Gillian's perspective is a complex one; her loyalties divided between God, her husband, her mother-in-law, her new lover and herself. She is plagued by the notion that she could have made more of her life, and her diminished self-esteem makes it difficult for her to trust the motives of the younger man who shows such interest in her. (Gillian's marriage, before Richard's brain haemorrhage, had been far from perfect.) Their fraught meeting in an airport lounge, surrounded by the fluorescent green sweatshirts which depict the Jubilate angel in full horn-blowing mode, ignites a chemistry that unleashes both physical and emotional revelations.

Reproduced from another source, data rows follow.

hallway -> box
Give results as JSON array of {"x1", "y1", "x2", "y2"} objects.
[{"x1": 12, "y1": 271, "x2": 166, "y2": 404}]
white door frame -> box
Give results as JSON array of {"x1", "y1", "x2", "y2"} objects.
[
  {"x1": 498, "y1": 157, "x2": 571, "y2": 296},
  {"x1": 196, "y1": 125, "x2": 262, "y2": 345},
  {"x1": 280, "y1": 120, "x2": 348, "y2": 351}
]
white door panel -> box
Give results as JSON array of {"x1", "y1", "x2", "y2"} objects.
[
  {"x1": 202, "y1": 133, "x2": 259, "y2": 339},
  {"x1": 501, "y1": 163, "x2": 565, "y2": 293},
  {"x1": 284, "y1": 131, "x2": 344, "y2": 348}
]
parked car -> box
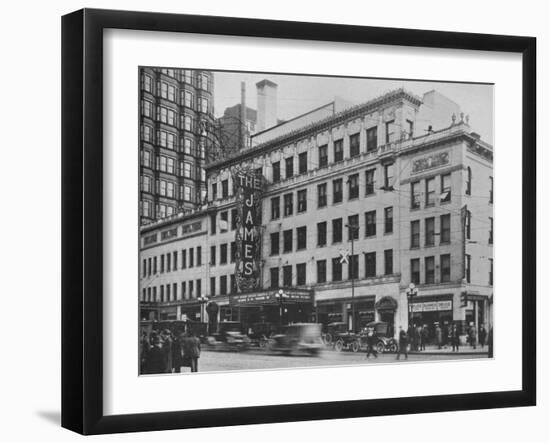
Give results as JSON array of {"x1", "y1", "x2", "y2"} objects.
[
  {"x1": 206, "y1": 322, "x2": 250, "y2": 351},
  {"x1": 323, "y1": 321, "x2": 348, "y2": 346},
  {"x1": 268, "y1": 323, "x2": 323, "y2": 355},
  {"x1": 359, "y1": 321, "x2": 397, "y2": 354}
]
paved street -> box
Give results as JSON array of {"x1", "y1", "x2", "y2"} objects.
[{"x1": 195, "y1": 351, "x2": 487, "y2": 372}]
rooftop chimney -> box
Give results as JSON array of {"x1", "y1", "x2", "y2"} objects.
[{"x1": 256, "y1": 80, "x2": 277, "y2": 132}]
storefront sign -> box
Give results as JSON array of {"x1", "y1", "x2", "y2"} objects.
[
  {"x1": 412, "y1": 152, "x2": 449, "y2": 174},
  {"x1": 233, "y1": 170, "x2": 263, "y2": 292},
  {"x1": 412, "y1": 300, "x2": 453, "y2": 312}
]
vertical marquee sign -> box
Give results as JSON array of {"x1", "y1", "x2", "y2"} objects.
[{"x1": 233, "y1": 168, "x2": 264, "y2": 292}]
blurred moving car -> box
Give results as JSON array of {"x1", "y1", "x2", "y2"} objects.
[
  {"x1": 268, "y1": 323, "x2": 323, "y2": 355},
  {"x1": 206, "y1": 321, "x2": 250, "y2": 351}
]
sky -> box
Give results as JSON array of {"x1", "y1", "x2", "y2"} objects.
[{"x1": 214, "y1": 71, "x2": 494, "y2": 144}]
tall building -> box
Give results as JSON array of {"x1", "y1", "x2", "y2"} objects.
[
  {"x1": 139, "y1": 68, "x2": 214, "y2": 225},
  {"x1": 141, "y1": 89, "x2": 493, "y2": 344}
]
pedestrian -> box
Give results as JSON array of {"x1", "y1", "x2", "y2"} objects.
[
  {"x1": 365, "y1": 328, "x2": 378, "y2": 358},
  {"x1": 435, "y1": 323, "x2": 443, "y2": 349},
  {"x1": 396, "y1": 326, "x2": 409, "y2": 360},
  {"x1": 451, "y1": 325, "x2": 460, "y2": 352},
  {"x1": 145, "y1": 335, "x2": 166, "y2": 374},
  {"x1": 479, "y1": 325, "x2": 487, "y2": 349},
  {"x1": 183, "y1": 329, "x2": 201, "y2": 372}
]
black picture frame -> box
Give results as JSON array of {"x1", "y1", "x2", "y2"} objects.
[{"x1": 62, "y1": 9, "x2": 536, "y2": 434}]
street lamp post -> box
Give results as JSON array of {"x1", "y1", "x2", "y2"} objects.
[
  {"x1": 275, "y1": 289, "x2": 288, "y2": 326},
  {"x1": 407, "y1": 282, "x2": 418, "y2": 332},
  {"x1": 346, "y1": 224, "x2": 359, "y2": 332}
]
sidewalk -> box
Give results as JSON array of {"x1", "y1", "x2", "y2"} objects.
[{"x1": 409, "y1": 345, "x2": 489, "y2": 356}]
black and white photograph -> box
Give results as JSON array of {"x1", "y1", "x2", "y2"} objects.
[{"x1": 137, "y1": 66, "x2": 498, "y2": 375}]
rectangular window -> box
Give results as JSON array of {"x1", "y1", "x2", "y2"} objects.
[
  {"x1": 332, "y1": 218, "x2": 342, "y2": 243},
  {"x1": 222, "y1": 179, "x2": 229, "y2": 198},
  {"x1": 269, "y1": 268, "x2": 279, "y2": 289},
  {"x1": 426, "y1": 177, "x2": 435, "y2": 206},
  {"x1": 317, "y1": 222, "x2": 327, "y2": 246},
  {"x1": 386, "y1": 120, "x2": 395, "y2": 143},
  {"x1": 285, "y1": 157, "x2": 294, "y2": 178},
  {"x1": 317, "y1": 183, "x2": 327, "y2": 208},
  {"x1": 349, "y1": 133, "x2": 360, "y2": 158},
  {"x1": 319, "y1": 145, "x2": 328, "y2": 168},
  {"x1": 411, "y1": 258, "x2": 420, "y2": 285},
  {"x1": 411, "y1": 182, "x2": 420, "y2": 209},
  {"x1": 210, "y1": 246, "x2": 216, "y2": 266},
  {"x1": 440, "y1": 254, "x2": 451, "y2": 283},
  {"x1": 220, "y1": 243, "x2": 227, "y2": 265},
  {"x1": 332, "y1": 257, "x2": 342, "y2": 281},
  {"x1": 283, "y1": 266, "x2": 292, "y2": 288},
  {"x1": 271, "y1": 197, "x2": 281, "y2": 220},
  {"x1": 348, "y1": 215, "x2": 359, "y2": 240},
  {"x1": 298, "y1": 189, "x2": 307, "y2": 212},
  {"x1": 210, "y1": 214, "x2": 217, "y2": 235},
  {"x1": 348, "y1": 174, "x2": 359, "y2": 200},
  {"x1": 424, "y1": 257, "x2": 435, "y2": 285},
  {"x1": 283, "y1": 229, "x2": 292, "y2": 252},
  {"x1": 332, "y1": 178, "x2": 343, "y2": 204},
  {"x1": 181, "y1": 249, "x2": 187, "y2": 269},
  {"x1": 229, "y1": 241, "x2": 237, "y2": 263},
  {"x1": 334, "y1": 139, "x2": 344, "y2": 163},
  {"x1": 365, "y1": 252, "x2": 376, "y2": 278},
  {"x1": 284, "y1": 194, "x2": 294, "y2": 217},
  {"x1": 367, "y1": 126, "x2": 378, "y2": 152},
  {"x1": 271, "y1": 162, "x2": 281, "y2": 183},
  {"x1": 365, "y1": 211, "x2": 376, "y2": 237},
  {"x1": 317, "y1": 260, "x2": 327, "y2": 283},
  {"x1": 298, "y1": 152, "x2": 307, "y2": 174},
  {"x1": 384, "y1": 249, "x2": 393, "y2": 275},
  {"x1": 296, "y1": 226, "x2": 307, "y2": 250},
  {"x1": 270, "y1": 232, "x2": 279, "y2": 255},
  {"x1": 365, "y1": 169, "x2": 376, "y2": 195},
  {"x1": 424, "y1": 217, "x2": 435, "y2": 246},
  {"x1": 411, "y1": 220, "x2": 420, "y2": 249},
  {"x1": 348, "y1": 254, "x2": 359, "y2": 280},
  {"x1": 384, "y1": 206, "x2": 393, "y2": 234},
  {"x1": 197, "y1": 246, "x2": 202, "y2": 266},
  {"x1": 439, "y1": 174, "x2": 451, "y2": 203},
  {"x1": 440, "y1": 214, "x2": 451, "y2": 243},
  {"x1": 296, "y1": 263, "x2": 306, "y2": 286},
  {"x1": 384, "y1": 164, "x2": 393, "y2": 191}
]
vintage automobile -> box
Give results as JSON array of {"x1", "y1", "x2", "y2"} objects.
[
  {"x1": 206, "y1": 321, "x2": 250, "y2": 351},
  {"x1": 322, "y1": 321, "x2": 348, "y2": 347},
  {"x1": 359, "y1": 321, "x2": 397, "y2": 354},
  {"x1": 268, "y1": 323, "x2": 323, "y2": 355}
]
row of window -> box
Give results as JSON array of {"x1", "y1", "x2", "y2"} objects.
[
  {"x1": 141, "y1": 125, "x2": 206, "y2": 158},
  {"x1": 141, "y1": 246, "x2": 202, "y2": 277},
  {"x1": 141, "y1": 69, "x2": 210, "y2": 93},
  {"x1": 270, "y1": 249, "x2": 393, "y2": 289},
  {"x1": 141, "y1": 99, "x2": 208, "y2": 132},
  {"x1": 142, "y1": 278, "x2": 202, "y2": 302}
]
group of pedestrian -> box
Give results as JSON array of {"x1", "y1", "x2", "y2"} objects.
[{"x1": 140, "y1": 329, "x2": 201, "y2": 374}]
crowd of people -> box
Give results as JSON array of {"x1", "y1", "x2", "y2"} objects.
[{"x1": 140, "y1": 329, "x2": 201, "y2": 374}]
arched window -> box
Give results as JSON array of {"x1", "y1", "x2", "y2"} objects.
[{"x1": 466, "y1": 166, "x2": 472, "y2": 195}]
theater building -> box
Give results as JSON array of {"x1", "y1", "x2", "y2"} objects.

Amid the tenderness of romance and the religious goings on are some great comedy scenes, including Vincent's frantic quest to locate a condom in Lourdes. Jubilate's secular sermon might be that the true miracle of Lourdes is neither medical nor religious; it is rather that the juxtaposition of people's generosity and resilience on to a background of kitsch seems to hearten, amuse and inspire visitors to face whatever hardship lies ahead.

Michael Arditti has continually proven his versatility with settings as diverse as prisons, seminaries, film-sets and a refugee cruise ship. The extent of his background research is subtly evident in every sentence. His humour ranges from deep-bellied, out-loud fun to the kind of laughter that one can't help expelling at a funeral. The more doom-laden Arditti themes are absent from Jubilate. No one has HIV, abuses children, switches religions or fights an inner battle over their homosexuality. Closing this novel after reading the last page, one briefly believes in miracles, at least of the human redemption kind.